Begin with the administration of HRIG. Give 20 IU/kg body weight.
This formula is applicable to all age groups, including children. The recommended dosage of HRIG should not exceed 20 IU/kg body weight because it may otherwise interfere with active antibody production. Since vaccine-induced antibody appears within 1 week, HRIG is not indicated more than 7 days after initiating post-exposure immunization with RabAvert. If possible, up to one-half the dose of HRIG should be thoroughly infiltrated in the area around the wound and the rest should be administered IM, in a different site from the rabies vaccine, preferably in the gluteal area.
Because the antibody response following the recommended immunization regimen with RabAvert has been satisfactory, routine post-immunization serologic testing is not recommended. Serologic testing is indicated in unusual circumstances, as when the patient is known to be immunosuppressed. Contact state health department or CDC for recommendations.
When rabies exposure occurs in an immunized person who was vaccinated according to the recommended regimen with RabAvert or other tissue culture vaccines or who had previously demonstrated rabies antibody, that person should receive two IM doses (1.0 mL each) of RabAvert: one immediately and one 3 days later. HRIG should not be given in these cases. Persons should be considered to have been immunized previously if they received pre- or post-exposure prophylaxis with RabAvert or other tissue culture vaccines or have been documented to have had an adequate antibody response to duck embryo rabies vaccine. If the immune status of a previously vaccinated person is not known, full primary post-exposure antirabies treatment (HRIG plus 5 doses of vaccine) may be necessary. In such cases, if antibodies can be demonstrated in a serum sample collected before vaccine is given, treatment can be discontinued after at least two doses of vaccine.

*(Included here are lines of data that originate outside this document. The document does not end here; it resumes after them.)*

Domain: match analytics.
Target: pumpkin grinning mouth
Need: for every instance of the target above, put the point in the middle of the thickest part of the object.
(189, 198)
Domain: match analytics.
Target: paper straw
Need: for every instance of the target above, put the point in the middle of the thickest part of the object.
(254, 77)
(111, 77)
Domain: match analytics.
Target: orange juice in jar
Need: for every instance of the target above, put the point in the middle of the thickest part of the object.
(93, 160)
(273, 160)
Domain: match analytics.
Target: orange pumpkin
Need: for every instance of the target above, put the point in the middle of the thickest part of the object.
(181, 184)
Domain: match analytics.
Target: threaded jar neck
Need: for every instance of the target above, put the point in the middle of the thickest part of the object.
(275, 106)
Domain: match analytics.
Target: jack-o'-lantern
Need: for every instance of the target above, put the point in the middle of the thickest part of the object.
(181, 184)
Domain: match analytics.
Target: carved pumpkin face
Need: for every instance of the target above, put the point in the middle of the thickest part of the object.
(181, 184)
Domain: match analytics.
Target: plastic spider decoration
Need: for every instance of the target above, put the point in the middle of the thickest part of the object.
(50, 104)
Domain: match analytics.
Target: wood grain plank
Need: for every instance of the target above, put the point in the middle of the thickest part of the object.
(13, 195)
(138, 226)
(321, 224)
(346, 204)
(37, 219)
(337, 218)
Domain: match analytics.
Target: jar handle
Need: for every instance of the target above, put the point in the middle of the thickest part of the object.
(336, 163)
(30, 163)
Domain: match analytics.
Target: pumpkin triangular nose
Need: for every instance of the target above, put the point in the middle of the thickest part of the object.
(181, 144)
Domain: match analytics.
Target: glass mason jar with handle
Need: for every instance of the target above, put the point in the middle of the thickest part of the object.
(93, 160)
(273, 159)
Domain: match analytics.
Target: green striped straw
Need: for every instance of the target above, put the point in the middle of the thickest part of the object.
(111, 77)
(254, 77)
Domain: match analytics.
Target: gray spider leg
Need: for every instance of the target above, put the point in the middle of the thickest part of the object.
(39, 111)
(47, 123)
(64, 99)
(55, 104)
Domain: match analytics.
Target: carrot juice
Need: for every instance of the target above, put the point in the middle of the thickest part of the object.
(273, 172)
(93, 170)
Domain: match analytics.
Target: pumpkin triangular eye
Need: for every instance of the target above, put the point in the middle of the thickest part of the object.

1 vial of freeze-dried vaccine containing a single dose
1 disposable syringe
1 longer needle for reconstitution, 21 gauge × 1.5"
1 vial of sterile Water For Injection, USP (1 mL)
1 smaller needle for injection, 25 gauge × 1"
N.D.C.# 53905-501-01 CAUTION: Federal law prohibits dispensing without a prescription
RabAvert should be stored protected from light at 2°C to 8°C (36°F to 46°F). After reconstitution the vaccine is to be used immediately. The vaccine may not be used after the expiration date given on package and container.